There was cultural exchange between the communities, and also some intermarriages, but these were not common. Some religious conversions did take place; however, rarely forcibly, and rather by the agencies of the Sufis spread across India. It's the inclusive world view and their ascetic life that drew a cross-section of people to Islam, not the tyranny of the rulers or the preaching of the clerics. If the Bhakti movement offered a counter-culture to the lower castes not comfortable with the Brahminic hold, the Sufi shrines had become a refuge to both the Hindu Muslim plebeians. Mogul court's multiculturalism couldn't reach the wider society beyond the elites. Besides, they didn't bring any significant reform in the feudal structure except making rent collection more efficient. The two communities largely remained apart. If the Buddhists were the hated "other" to the Brahminic hierarchy, Muslims were "Mlech" and a hated adversary. To the Muslims, elite Hindus were "Kafirs," i.e., infidels.
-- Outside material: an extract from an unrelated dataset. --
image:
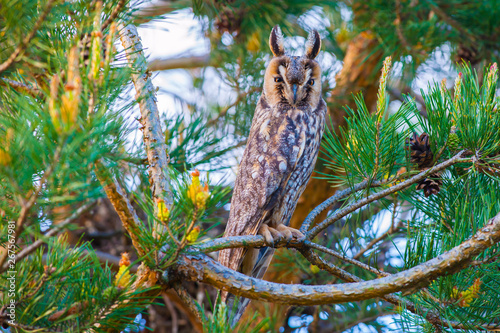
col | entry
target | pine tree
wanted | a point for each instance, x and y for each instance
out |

Fast forward to the national movement. The earlier refusal of the Muslims to cave in as a new caste under Brahminic hierarchy resurfaced in a different guise. The main flow of nationalist historiography considered Muslim invasion of India as a stain; a sure recipe for a communal discord. Muslims naturally found this demeaning and worrisome. So when such thinking imagined a future Indian nation, it smelled of Hindu nationalism (Partha Chatterjee, Itihasher Uttoradhikar, page 131). Sensing trouble in the future, Indian Muslims asked for a constitutional recognition as a large minority of a different faith, but were refused. Muslim nationalism was the reaction to this refusal, having no merit of its own. If the Hindus suffered from a majoritarian chauvinism, Muslims suffered from the Mogul syndrome. They cherished its grandeur without realising the awful price tag; the steady peasant extortion and rebellion (I. Habib, Essays in Indian History, page 155-60, 239-44). The Muslims refused to accept that the sun had set in the millennia-old Islamic world system. Intransigence from both the Congress and the League eventually made partition inescapable; communal rift got constitutional legality. Seven decades onward, the entire subcontinent has turned into a volatile powder keg.
Where to?
Until leadership across all divides discerns the futility of a nuclear arms race for supremacy, the curse of poverty will keep gnawing at all development efforts in the whole region. While it is true that old prejudices die hard, pumping new life into it can only expedite mutual destruction, either by intent or accident. Indian civilisation is a collective of Hindu, Buddhist, Muslim, and European civilisations. Trying to erase either of them would invariably weaken the whole.